[Spoiler alert / ネタバレ注意]
『緋色の花弁 改訂版』または『緋色の花弁 未校閲版』を読めば、牢獄の住人の前で傷跡の戒律, ハンマーの戒律のいずれか片方を使用すれば《遍く宿りしもの》が入手できそうだと気が付く。
実は『《蝋燭職人》の願い』の中にも同じ内容だと思われる箇所があるのだが、そこでは"《大佐》と《ライオンスミス》の理解"というまた別の表現だ。
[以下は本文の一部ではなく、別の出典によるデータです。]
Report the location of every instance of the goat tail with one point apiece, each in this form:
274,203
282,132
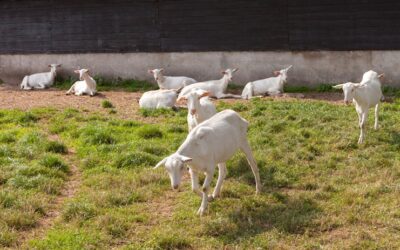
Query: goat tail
179,90
70,89
24,83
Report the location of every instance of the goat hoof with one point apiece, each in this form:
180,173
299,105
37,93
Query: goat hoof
201,211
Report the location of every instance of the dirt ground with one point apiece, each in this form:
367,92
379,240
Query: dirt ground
125,103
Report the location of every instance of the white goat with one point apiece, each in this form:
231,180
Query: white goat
161,98
365,95
86,85
170,82
270,86
216,88
40,80
200,108
212,142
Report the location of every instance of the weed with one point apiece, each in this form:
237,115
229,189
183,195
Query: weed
107,104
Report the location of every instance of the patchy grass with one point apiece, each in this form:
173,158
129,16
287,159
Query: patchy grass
30,178
320,188
107,104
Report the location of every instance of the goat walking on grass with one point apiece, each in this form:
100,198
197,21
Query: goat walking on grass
200,108
212,142
365,95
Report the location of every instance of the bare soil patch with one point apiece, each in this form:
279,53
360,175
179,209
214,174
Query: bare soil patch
125,103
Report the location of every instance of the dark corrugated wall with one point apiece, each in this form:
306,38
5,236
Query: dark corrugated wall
50,26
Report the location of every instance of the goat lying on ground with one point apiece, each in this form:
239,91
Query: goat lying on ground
162,98
86,85
200,108
365,95
40,80
212,142
170,82
270,86
216,88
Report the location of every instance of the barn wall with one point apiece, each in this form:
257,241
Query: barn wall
326,41
309,68
75,26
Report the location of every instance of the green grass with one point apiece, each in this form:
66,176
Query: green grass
320,188
107,104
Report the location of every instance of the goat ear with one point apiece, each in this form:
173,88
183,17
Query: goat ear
185,159
162,162
182,98
205,93
339,86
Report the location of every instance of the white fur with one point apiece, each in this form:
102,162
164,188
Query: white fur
212,142
40,80
270,86
200,108
365,95
216,88
86,85
162,98
170,82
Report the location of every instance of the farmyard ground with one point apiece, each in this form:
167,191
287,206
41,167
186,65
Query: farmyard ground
76,175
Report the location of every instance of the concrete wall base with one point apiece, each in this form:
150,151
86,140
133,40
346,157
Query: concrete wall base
310,68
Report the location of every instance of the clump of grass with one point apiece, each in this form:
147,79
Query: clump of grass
53,162
7,138
134,160
7,236
169,241
80,210
56,147
27,117
156,112
148,132
107,104
98,135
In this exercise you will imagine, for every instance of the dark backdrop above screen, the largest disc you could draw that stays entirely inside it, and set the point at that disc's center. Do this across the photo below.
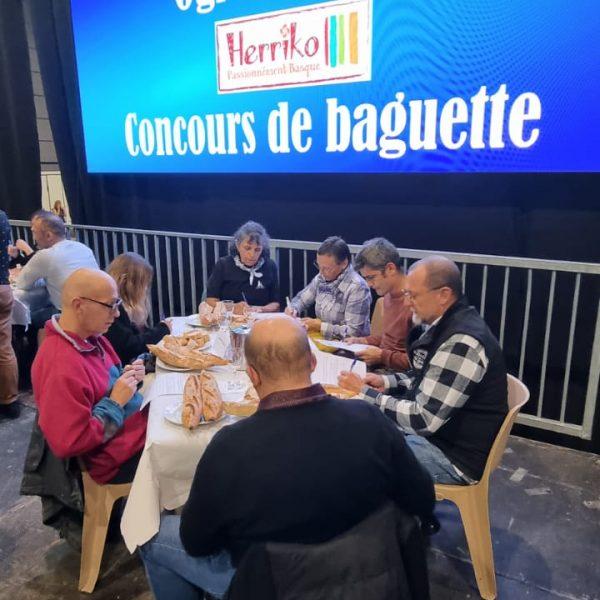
(345, 86)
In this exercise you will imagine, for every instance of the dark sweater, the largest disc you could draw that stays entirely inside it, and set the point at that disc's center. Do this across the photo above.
(229, 282)
(128, 341)
(300, 473)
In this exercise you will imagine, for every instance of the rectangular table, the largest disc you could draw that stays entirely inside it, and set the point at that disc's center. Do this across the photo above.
(168, 463)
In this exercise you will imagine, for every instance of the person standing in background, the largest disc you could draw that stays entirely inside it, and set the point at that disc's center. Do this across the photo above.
(9, 374)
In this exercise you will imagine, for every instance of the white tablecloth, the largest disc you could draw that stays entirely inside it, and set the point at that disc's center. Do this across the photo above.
(168, 463)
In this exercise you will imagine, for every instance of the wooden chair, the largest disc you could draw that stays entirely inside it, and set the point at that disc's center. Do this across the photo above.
(98, 503)
(472, 500)
(377, 318)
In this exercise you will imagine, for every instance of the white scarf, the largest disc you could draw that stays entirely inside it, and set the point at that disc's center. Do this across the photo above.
(253, 271)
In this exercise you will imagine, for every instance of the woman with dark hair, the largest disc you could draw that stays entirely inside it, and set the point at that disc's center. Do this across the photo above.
(129, 333)
(341, 297)
(247, 276)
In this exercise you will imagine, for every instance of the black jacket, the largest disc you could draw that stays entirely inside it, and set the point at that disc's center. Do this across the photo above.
(381, 558)
(127, 340)
(56, 481)
(467, 437)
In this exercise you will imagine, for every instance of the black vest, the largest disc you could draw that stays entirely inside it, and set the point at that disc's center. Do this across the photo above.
(467, 437)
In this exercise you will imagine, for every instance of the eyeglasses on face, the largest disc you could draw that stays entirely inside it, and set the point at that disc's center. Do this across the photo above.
(110, 306)
(370, 278)
(412, 296)
(325, 269)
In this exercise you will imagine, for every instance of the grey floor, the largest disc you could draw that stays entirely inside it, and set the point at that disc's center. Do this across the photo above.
(545, 511)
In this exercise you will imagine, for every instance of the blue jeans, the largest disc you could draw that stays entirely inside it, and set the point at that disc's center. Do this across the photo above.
(173, 573)
(433, 460)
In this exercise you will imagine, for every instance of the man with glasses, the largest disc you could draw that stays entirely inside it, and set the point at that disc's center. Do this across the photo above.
(341, 297)
(381, 267)
(453, 401)
(88, 404)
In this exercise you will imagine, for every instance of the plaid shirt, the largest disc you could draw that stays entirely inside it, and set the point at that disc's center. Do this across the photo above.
(449, 380)
(343, 305)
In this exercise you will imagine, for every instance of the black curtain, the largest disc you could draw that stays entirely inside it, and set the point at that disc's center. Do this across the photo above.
(20, 187)
(538, 215)
(553, 216)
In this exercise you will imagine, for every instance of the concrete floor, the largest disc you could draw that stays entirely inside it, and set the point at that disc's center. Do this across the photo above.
(545, 512)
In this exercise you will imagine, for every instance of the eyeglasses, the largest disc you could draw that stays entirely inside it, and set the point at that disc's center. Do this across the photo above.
(369, 278)
(412, 296)
(325, 269)
(111, 306)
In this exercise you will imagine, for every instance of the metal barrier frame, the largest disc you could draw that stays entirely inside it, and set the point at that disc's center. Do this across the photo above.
(197, 250)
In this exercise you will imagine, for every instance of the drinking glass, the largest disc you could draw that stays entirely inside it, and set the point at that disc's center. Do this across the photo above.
(228, 308)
これらは傷跡の戒律とハンマーの戒律のことなのだろうか?
今回の記事は2つのスキルとふたりの《刻の神》について。
※ 《大佐》と《ライオンスミス》については他にも書かれている本があり興味深い内容なのだが、今回はスキルに関するものだけに絞っている。

01『緋色の花弁 改訂版』
「ライオネル」は、このような牢獄を作るには傷跡の戒律とハンマーの戒律を組み合わせることが必要だが、どちらか片方だけでも牢獄の住人を解放することはできるだろうと推測している。
02『緋色の花弁 未校閲版』
『緋色の花弁 改訂版』と同一文のため省略
03『《蝋燭職人》の願い』
「《蝋燭職人》がかつて通り過ぎた場所で、《大佐》と《ライオンスミス》の理解が真実をこじ開けるだろう。《蝋燭職人》が通り過ぎるであろう場所を、《蛾》が彼よりも先に通り過ぎるだろう」[a]
『「時」II』
この巻の大半では《ライオンスミス》と呼ばれる《刻の神》と《傷だらけの守護者》と呼ばれる《刻の神》について、そして彼らの対立について扱っている。[b]
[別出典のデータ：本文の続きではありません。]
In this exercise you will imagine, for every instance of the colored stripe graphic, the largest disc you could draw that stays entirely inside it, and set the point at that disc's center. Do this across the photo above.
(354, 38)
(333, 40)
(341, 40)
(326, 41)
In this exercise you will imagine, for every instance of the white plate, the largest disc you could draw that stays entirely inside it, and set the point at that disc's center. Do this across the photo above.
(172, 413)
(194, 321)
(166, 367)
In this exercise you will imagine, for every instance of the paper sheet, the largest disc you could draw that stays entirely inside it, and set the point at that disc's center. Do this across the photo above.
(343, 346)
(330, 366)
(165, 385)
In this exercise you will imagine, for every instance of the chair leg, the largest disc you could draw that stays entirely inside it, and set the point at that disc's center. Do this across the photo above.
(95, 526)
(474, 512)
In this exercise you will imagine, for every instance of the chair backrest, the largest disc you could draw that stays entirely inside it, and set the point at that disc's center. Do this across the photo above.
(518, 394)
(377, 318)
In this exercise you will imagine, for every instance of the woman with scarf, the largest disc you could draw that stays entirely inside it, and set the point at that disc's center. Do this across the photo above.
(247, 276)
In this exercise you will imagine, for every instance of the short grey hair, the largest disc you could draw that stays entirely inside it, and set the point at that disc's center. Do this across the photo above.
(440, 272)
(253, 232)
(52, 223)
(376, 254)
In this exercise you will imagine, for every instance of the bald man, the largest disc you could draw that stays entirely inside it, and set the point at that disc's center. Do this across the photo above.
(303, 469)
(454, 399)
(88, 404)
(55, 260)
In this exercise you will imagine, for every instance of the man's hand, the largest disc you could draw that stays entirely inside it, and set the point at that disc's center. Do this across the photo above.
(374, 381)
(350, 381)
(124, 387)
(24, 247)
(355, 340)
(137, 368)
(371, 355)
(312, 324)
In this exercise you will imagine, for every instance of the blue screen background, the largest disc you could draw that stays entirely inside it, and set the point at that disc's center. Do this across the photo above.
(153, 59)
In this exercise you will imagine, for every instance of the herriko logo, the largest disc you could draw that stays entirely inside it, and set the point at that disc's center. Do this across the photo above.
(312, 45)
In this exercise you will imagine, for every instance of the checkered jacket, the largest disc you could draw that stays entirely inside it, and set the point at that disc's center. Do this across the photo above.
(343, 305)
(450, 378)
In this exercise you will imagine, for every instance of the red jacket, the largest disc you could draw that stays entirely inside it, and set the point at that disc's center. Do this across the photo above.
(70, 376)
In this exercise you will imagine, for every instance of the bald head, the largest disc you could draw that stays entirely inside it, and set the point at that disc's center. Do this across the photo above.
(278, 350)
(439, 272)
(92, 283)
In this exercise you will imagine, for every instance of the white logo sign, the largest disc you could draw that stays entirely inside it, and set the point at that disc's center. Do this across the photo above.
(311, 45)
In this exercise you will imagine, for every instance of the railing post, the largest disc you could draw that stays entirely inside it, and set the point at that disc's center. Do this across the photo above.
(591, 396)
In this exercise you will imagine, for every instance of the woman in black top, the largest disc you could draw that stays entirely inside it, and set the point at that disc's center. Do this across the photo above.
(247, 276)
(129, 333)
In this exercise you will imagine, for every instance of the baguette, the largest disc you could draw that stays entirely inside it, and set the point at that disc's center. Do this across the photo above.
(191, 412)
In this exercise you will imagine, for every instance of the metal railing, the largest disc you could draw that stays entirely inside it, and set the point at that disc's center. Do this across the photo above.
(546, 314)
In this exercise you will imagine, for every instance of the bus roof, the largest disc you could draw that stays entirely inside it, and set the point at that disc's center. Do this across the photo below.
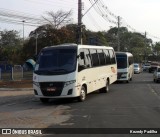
(79, 46)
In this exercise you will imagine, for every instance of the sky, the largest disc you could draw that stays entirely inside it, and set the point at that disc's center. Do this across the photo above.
(137, 15)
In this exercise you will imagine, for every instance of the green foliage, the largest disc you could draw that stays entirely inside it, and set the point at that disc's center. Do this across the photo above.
(10, 46)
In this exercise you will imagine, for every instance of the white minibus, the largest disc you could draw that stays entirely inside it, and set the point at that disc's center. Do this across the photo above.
(72, 70)
(125, 66)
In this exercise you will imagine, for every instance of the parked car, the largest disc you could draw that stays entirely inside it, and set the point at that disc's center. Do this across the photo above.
(137, 68)
(156, 75)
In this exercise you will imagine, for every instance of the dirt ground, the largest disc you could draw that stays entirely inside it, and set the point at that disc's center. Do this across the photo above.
(16, 84)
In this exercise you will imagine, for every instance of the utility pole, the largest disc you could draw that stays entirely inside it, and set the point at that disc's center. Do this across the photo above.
(79, 21)
(145, 54)
(118, 40)
(23, 30)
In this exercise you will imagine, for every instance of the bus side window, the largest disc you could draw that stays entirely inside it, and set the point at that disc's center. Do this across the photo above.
(108, 61)
(101, 57)
(112, 56)
(94, 56)
(81, 61)
(87, 58)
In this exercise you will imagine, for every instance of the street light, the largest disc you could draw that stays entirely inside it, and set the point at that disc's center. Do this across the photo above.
(36, 42)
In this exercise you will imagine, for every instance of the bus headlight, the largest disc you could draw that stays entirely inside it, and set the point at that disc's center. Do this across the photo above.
(36, 83)
(69, 82)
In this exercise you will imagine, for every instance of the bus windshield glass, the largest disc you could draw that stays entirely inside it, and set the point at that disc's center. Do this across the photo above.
(121, 62)
(56, 61)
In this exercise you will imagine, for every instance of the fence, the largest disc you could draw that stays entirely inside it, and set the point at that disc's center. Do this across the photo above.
(16, 73)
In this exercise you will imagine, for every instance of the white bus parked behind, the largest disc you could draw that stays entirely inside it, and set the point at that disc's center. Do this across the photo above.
(72, 70)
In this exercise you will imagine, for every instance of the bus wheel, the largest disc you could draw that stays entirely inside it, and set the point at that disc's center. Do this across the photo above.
(82, 96)
(44, 100)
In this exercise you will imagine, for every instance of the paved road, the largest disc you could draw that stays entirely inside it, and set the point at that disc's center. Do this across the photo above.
(133, 105)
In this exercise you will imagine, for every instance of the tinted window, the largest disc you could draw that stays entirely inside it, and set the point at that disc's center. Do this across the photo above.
(121, 61)
(112, 56)
(87, 58)
(101, 57)
(94, 56)
(108, 61)
(81, 61)
(56, 61)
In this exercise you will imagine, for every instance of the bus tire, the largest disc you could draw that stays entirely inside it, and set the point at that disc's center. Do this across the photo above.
(44, 100)
(106, 88)
(83, 94)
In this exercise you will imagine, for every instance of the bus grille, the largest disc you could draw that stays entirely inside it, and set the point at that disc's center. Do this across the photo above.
(51, 88)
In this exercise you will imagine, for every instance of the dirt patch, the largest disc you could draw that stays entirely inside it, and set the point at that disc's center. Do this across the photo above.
(16, 84)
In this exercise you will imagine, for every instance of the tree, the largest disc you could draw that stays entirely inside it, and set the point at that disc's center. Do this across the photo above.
(58, 19)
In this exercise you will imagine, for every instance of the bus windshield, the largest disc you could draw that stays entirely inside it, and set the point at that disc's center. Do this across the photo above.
(121, 62)
(56, 61)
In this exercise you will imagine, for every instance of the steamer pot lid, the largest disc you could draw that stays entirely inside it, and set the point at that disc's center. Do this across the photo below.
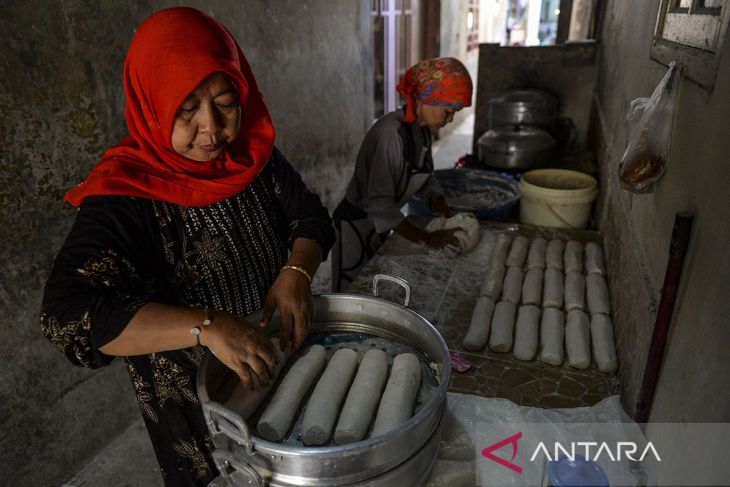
(516, 138)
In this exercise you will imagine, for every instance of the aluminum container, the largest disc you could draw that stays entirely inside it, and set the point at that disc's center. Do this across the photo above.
(515, 147)
(523, 107)
(402, 457)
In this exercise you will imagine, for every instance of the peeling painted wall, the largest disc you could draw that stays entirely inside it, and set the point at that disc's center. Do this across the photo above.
(62, 105)
(694, 383)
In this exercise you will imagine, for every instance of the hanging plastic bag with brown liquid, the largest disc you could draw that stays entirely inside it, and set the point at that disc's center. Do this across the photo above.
(650, 135)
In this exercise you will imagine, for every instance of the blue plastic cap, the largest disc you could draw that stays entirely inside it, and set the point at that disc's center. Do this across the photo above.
(580, 472)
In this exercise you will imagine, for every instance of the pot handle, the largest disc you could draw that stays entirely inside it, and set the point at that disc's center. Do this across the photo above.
(401, 282)
(224, 421)
(234, 471)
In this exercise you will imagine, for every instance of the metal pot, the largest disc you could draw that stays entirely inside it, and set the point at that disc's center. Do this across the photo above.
(247, 459)
(515, 147)
(523, 107)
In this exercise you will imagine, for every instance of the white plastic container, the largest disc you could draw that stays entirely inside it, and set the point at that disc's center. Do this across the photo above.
(557, 198)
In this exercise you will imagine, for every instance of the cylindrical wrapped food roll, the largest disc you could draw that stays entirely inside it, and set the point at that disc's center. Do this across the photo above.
(512, 287)
(597, 294)
(552, 331)
(501, 247)
(492, 284)
(552, 290)
(575, 287)
(244, 401)
(330, 391)
(396, 405)
(604, 347)
(532, 286)
(518, 252)
(278, 415)
(578, 339)
(363, 398)
(573, 260)
(554, 254)
(594, 259)
(503, 325)
(536, 255)
(526, 332)
(481, 318)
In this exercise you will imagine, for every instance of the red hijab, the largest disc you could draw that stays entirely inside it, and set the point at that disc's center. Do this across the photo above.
(442, 82)
(172, 52)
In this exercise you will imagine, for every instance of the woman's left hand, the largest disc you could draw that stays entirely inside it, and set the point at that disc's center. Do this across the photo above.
(438, 203)
(292, 294)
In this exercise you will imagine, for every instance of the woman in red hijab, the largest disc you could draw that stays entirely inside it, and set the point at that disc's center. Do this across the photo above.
(185, 227)
(395, 163)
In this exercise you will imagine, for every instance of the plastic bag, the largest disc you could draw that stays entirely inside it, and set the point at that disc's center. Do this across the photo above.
(650, 135)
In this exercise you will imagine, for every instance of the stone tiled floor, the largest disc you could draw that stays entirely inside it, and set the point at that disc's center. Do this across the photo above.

「《ライオンスミス》は《守護者》を倒すために怪物を作りだす。しかし《守護者》の傷跡は、そのすべてが武器である」[c]
『「時」III』
《ライオンスミス》は怪物を作り、《大佐》は傷を負う。[d]
『マレリーにて』
「真珠は《ライオンスミス》の網に捕らえられた、忘れられた月の涙
ルビーは《ライオンスミス》のハンマーに刺さった、最初の鳥の血」[e]
a. 《大佐》と《ライオンスミス》の理解は傷跡の戒律とハンマーの戒律に対応している。ここではそのどちらに対応しているかまでは分からない。
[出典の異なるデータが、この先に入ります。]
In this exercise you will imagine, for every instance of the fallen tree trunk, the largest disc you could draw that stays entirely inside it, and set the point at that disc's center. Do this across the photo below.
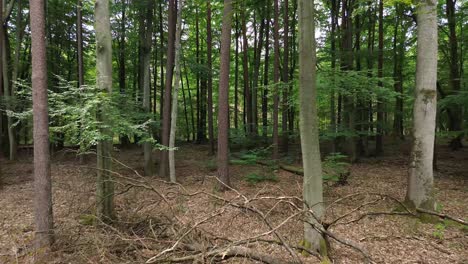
(227, 253)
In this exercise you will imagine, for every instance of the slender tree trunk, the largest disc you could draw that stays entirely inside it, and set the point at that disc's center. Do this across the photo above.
(266, 76)
(223, 97)
(334, 23)
(161, 59)
(146, 50)
(380, 103)
(166, 116)
(209, 51)
(308, 125)
(122, 64)
(175, 95)
(398, 57)
(420, 182)
(5, 49)
(236, 77)
(347, 65)
(187, 124)
(42, 179)
(191, 102)
(256, 77)
(1, 80)
(285, 103)
(105, 182)
(456, 122)
(245, 64)
(276, 80)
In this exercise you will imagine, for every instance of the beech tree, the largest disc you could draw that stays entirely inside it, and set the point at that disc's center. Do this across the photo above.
(223, 97)
(105, 184)
(166, 113)
(308, 125)
(42, 180)
(420, 191)
(175, 93)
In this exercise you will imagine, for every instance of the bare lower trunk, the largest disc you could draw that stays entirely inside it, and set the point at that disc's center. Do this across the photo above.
(223, 98)
(308, 125)
(420, 182)
(105, 182)
(148, 31)
(42, 181)
(175, 94)
(166, 115)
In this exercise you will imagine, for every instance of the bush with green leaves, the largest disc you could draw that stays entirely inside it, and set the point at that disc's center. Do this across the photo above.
(74, 111)
(334, 166)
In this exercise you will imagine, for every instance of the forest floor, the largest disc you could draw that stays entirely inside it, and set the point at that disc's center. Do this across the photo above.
(153, 215)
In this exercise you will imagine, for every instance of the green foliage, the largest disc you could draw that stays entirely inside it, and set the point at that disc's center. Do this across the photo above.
(334, 166)
(211, 165)
(439, 231)
(254, 178)
(74, 112)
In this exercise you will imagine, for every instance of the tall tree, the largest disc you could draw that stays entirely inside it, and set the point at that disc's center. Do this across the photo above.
(285, 102)
(105, 183)
(308, 125)
(79, 40)
(380, 104)
(166, 115)
(223, 97)
(42, 179)
(7, 90)
(209, 51)
(245, 64)
(420, 183)
(455, 113)
(276, 79)
(266, 74)
(148, 7)
(175, 95)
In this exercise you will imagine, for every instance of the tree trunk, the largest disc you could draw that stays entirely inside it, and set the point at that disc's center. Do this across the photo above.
(256, 77)
(420, 182)
(42, 180)
(223, 97)
(236, 77)
(456, 122)
(175, 95)
(245, 66)
(8, 94)
(146, 50)
(398, 56)
(166, 115)
(105, 182)
(276, 80)
(209, 51)
(266, 76)
(308, 125)
(122, 64)
(285, 103)
(380, 103)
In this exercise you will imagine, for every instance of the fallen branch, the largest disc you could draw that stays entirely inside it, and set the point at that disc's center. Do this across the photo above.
(227, 253)
(444, 216)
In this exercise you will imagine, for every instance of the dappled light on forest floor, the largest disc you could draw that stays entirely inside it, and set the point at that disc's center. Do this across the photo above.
(193, 221)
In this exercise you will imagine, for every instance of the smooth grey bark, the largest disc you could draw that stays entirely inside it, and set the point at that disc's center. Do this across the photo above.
(8, 91)
(105, 184)
(146, 50)
(420, 191)
(42, 180)
(308, 125)
(175, 93)
(223, 97)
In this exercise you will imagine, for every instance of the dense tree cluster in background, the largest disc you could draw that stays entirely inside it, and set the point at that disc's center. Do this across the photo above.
(121, 72)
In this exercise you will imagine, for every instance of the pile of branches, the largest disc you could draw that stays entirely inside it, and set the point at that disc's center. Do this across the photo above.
(189, 242)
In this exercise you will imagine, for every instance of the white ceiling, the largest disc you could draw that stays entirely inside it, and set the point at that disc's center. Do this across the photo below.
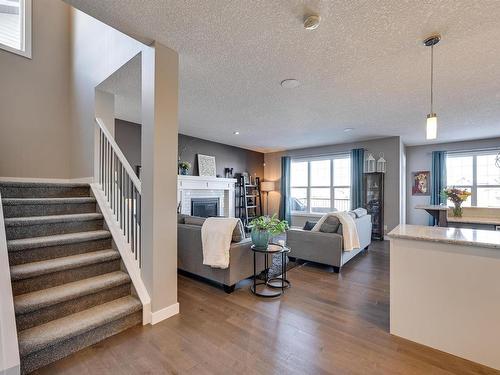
(363, 68)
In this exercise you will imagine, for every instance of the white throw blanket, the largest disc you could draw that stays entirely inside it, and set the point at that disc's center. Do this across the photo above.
(216, 236)
(349, 230)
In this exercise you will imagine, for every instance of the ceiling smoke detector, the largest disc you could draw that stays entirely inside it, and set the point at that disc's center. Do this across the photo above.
(312, 22)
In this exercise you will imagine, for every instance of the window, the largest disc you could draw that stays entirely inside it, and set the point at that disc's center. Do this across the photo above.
(320, 184)
(476, 172)
(15, 26)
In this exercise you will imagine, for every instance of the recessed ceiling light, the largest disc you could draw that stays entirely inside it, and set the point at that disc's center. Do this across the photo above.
(290, 83)
(312, 22)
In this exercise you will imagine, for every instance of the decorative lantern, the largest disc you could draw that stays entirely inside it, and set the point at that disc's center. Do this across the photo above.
(370, 164)
(381, 163)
b. 出てくる名前は《ライオンスミス》と《傷だらけの守護者》
c. ここでは《守護者》と書かれているが内容からすると《傷だらけの守護者》と同一人物。また《ライオンスミス》と《守護者》は対立関係にある。
d. 出てくる名前は《ライオンスミス》と《大佐》
つまり《大佐》=《守護者》=《傷だらけの守護者》
e. 《ライオンスミス》はハンマーを持っている
以上から 傷跡の戒律は《大佐》の理解, ハンマーの戒律は《ライオンスミス》の理解であると考えられる。
ちなみに傷跡の戒律は刃, 灯火 《大佐》は刃, 冬, 灯火
ハンマーの戒律は刃, 鍛造 《ライオンスミス》は刃, 心臓, 鍛造(Cultist Simulator より)
Cultist Simulatorをプレイしていればこれらの事柄は基本のキなのだろうけど、BOOK OF HOURSしかプレイしていない者にとってみれば《大佐》も《ライオンスミス》も突然名前の出てきた神っぽい存在の知らない誰か。文章のみで画像がないから、どのような風体なのかも分からない。
前作をプレイしていなくても大丈夫だと言われているゲームではあるが、前作をプレイしていれば更に楽しめるし理解が容易いのがBOOK OF HOURS…
ということは、やはりCultist Simulatorをプレイした方がいいのかもしれないな。